Le programme « Cranko Pur », pour lequel votre serviteur a affronté la froidure de la capitale du Bade-Wurtemberg, démarrait par une pièce de style. Je viens de vérifier que L’Estro Armonico (1963), réglé sur plusieurs concertos de Vivaldi, est la dixième création de Cranko pour le Stuttgart Ballet, mais en découvrant ce ballet, il m’a donné l’impression d’avoir été conçu comme une œuvre-vitrine pour la compagnie. Comme si le chorégraphe avait dit au public : « voyez ce qu’ils peuvent faire ; voyez ce que je peux faire ». Les danseurs – pour le premier mouvement : 2 garçons et 6 filles – présentent des figures classiques, qui se décalent sans crier gare  (hanche qui penche pied flexe pour les filles, changements de jambe inattendus pour les garçons), comme dans une démonstration scolaire qui dévierait vers une présentation plus personnelle. Certains passages de cette première partie – par exemple, des promenades sautillées en arabesque sur une distance incroyable pour Fabio Adorisio – étonnent par la vitesse d’exécution qu’ils commandent. La seconde partie, qui met en scène une ballerine – la semi-soliste Jessica Fyfe, qui faisait sa prise de rôle – et six bonshommes, réserve quelques portés audacieux, trop souvent rendus bizarres par une réalisation un peu heurtée et la disparité des physiques masculins (parmi les trois zigues portant la donzelle à l’horizontale, celui du milieu fait une tête de plus, et doit vraiment trop croiser ses bras…). Dans la troisième partie, le corps de ballet fait partiellement office de tableau vivant – selon des configurations joliment originales – en toile de fond d’un pas de trois réunissant Fyfe, Adorisio et son comparse du début, Adhonay Soares da Silva. Estro Armonico, pièce brillante, requiert sans doute des interprètes qui survolent les difficultés ; avec une distribution de matinée, appliquée plus qu’inspirée, ça passe, sans soulever le spectateur de sa chaise.
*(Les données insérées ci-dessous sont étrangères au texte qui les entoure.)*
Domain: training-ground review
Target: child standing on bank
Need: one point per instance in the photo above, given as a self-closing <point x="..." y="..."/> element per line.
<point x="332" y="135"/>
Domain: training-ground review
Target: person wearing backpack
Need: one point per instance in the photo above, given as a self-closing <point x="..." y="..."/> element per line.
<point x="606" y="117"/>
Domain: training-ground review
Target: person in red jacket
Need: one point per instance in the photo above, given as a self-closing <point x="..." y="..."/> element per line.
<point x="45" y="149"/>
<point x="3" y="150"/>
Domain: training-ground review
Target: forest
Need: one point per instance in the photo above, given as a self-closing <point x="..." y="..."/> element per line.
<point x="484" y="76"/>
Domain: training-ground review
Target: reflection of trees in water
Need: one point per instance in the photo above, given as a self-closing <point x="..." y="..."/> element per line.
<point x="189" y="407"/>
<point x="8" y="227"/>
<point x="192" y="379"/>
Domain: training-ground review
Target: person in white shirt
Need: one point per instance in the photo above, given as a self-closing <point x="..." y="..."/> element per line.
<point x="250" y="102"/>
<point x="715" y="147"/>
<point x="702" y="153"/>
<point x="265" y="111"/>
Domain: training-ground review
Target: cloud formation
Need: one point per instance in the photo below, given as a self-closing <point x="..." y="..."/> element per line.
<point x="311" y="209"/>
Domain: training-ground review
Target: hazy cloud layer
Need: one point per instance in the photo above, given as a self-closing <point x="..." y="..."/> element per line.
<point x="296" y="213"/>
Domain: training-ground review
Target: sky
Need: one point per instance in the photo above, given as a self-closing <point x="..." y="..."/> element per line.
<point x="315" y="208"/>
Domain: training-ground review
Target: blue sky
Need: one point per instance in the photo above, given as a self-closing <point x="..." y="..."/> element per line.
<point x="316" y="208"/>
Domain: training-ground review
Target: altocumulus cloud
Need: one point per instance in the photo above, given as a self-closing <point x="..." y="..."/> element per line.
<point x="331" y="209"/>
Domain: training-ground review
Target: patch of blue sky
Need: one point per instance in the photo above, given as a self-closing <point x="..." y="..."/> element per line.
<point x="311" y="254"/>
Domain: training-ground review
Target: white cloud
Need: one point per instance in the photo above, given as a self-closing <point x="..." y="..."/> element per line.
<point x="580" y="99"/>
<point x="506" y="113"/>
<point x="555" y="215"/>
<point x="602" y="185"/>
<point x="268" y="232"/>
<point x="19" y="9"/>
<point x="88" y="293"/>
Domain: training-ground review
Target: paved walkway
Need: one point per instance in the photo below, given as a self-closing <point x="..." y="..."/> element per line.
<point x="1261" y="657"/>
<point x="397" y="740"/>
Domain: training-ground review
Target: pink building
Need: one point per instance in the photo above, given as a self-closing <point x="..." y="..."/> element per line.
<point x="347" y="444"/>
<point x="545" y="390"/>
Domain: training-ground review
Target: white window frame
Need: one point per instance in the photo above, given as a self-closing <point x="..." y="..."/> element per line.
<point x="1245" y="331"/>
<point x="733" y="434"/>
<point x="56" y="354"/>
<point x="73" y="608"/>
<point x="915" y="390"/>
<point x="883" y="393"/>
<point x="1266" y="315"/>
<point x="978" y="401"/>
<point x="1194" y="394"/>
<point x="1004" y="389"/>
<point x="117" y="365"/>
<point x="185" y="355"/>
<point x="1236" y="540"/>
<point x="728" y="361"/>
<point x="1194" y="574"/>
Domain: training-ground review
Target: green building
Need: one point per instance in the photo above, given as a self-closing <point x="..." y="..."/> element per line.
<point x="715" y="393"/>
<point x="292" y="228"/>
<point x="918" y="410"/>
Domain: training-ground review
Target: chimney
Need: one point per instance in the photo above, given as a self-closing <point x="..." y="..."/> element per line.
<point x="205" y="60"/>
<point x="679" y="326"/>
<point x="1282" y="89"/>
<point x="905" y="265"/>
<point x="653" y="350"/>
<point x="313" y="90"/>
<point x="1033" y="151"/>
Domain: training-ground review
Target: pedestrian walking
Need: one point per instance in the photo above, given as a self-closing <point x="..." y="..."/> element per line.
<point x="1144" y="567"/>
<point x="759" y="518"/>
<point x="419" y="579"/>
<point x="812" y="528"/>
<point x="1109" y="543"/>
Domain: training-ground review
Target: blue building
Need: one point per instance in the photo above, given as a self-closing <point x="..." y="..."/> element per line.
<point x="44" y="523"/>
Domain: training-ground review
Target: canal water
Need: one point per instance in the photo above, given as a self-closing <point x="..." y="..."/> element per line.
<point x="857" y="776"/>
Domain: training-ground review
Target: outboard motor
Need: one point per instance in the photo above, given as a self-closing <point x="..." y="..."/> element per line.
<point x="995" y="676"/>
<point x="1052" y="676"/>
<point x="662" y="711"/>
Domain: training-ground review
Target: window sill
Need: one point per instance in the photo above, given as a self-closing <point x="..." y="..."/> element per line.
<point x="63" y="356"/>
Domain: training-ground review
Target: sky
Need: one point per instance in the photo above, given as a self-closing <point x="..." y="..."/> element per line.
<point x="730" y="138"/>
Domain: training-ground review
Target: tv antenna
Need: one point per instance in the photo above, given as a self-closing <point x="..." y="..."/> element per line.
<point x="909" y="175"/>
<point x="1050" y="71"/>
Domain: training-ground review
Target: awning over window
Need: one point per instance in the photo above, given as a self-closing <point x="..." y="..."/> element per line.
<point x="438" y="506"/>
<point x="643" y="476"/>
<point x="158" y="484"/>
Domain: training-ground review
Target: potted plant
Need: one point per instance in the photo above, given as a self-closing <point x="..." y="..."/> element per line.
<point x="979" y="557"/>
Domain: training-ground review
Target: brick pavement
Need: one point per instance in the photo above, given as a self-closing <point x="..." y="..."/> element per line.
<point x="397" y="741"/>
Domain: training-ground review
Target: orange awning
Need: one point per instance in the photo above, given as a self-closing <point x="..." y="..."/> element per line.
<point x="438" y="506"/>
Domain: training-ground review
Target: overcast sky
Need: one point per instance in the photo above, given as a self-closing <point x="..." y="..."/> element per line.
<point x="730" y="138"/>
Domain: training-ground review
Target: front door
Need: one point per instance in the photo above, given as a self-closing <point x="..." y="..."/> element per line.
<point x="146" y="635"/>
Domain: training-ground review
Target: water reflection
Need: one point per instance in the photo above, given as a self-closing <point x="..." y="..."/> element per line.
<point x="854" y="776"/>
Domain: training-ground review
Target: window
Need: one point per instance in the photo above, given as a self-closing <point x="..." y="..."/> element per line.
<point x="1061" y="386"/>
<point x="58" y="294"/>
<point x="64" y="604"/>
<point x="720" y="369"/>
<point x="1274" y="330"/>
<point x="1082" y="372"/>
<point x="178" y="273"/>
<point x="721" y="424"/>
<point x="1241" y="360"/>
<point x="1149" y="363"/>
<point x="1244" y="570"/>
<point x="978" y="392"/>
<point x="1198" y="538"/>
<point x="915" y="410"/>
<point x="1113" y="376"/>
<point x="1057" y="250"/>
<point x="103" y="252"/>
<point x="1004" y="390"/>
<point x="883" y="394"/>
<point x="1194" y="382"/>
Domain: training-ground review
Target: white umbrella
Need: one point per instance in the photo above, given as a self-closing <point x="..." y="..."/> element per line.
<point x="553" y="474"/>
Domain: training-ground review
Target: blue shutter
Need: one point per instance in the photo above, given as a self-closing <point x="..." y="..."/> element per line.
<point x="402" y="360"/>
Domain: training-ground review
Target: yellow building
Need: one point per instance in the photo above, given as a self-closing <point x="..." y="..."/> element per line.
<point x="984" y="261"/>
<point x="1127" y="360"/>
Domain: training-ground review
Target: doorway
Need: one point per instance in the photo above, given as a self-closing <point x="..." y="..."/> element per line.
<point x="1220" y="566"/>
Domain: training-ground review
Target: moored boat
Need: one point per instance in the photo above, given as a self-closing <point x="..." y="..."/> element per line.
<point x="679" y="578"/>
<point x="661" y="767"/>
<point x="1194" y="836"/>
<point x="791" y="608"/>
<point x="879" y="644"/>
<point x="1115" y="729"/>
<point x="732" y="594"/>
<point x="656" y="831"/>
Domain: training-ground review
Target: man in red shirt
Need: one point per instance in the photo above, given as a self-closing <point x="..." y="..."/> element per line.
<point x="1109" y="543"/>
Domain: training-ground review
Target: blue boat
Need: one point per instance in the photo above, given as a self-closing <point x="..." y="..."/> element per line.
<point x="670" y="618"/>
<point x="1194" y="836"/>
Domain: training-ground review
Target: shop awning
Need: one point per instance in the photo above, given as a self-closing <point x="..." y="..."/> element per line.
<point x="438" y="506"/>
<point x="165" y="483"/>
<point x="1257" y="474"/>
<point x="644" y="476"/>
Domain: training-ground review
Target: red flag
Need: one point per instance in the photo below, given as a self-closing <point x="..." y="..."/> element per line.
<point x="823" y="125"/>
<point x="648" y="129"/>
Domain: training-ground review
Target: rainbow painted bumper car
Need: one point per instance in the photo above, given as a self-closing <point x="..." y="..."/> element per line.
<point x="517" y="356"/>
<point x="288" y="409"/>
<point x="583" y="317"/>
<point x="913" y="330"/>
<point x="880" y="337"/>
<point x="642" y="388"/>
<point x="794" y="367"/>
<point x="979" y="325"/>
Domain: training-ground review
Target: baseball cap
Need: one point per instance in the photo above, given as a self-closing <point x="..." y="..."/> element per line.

Brouillards (1970) appartient à la veine plus narrative de Cranko, qui s’empare des préludes de Debussy pour créer un ballet à numéros, cousus ensemble par une atmosphère cotonneuse (qui doit aussi au toucher du pianiste Andrej Jussow, dont on a cru un instant qu’il se croyait sur un Sentier herbeux près de chez Janacek). Pièces mélancoliques et légères alternent. Dans La Puerta del Vino trois Ibères ostentatoires dragouillent une Zingara qu’ils finissent par laisser en plan. Les danseurs masculins du corps de ballet – en particulier Alexander Mc Gowan – font leur miel des assauts de fantaisie de Général Lavine Eccentric et Hommage à S. Pickewick Esq. Dans une veine plus émotionnelle, les Bruyères dansées par David Moore laissent une impression durable : un jeune homme danse son éveil à l’amour. Qu’importe que l’indifférente dorme sur un banc en arrière-plan, il nous livre l’équivalent masculin – quelque chose comme une naïveté primesautière, de l’ordre de celles qu’on n’a qu’une fois – de l’entrée de Giselle. Dans des Pas sur la neige, Alicia Amatriain hésite entre deux galants (Roman Novitzky , Adrian Oldenburger), tout en créant une ambiance de rêve.

Jeu de Cartes (1965), furieusement entraîné par les rythmes de Stravinsky, clôture le programme sur une note plus vive et des couleurs plus tranchées. Le premier round semble avoir anticipé les passages comiques de l’Alice au pays des merveilles de Christopher Wheeldon : une reine de cœur qui ne tient pas complètement sur ses pattes est soutenue par des petites cartes (une paire de sept et une paire de dix), tandis qu’un joker en justaucorps rose – Moacir de Oliveira, joliment bondissant – perturbe le jeu. Par la suite, cinq types qui découvrent avec joie qu’ils sont de la même couleur baguenaudent et plastronnent à qui mieux mieux, expulsant assez vertement le joker qui cherche toujours à taper l’incruste. Il réussit mieux au troisième jeu, qui figure une scène de cour réunie autour du roi de pique ; on a cru voir le joker y trouver une âme-sœur (le deux de carreau), mais le voilà qui revêt tout à coup une jupette blanche et virevolte comme sur pointes – évoquant un cygne noir, cependant que Stravinsky pastiche Beethoven – dans un moment follement camp et diablement Trocks. Cette pièce drôlissime coule comme un bonbon acidulé.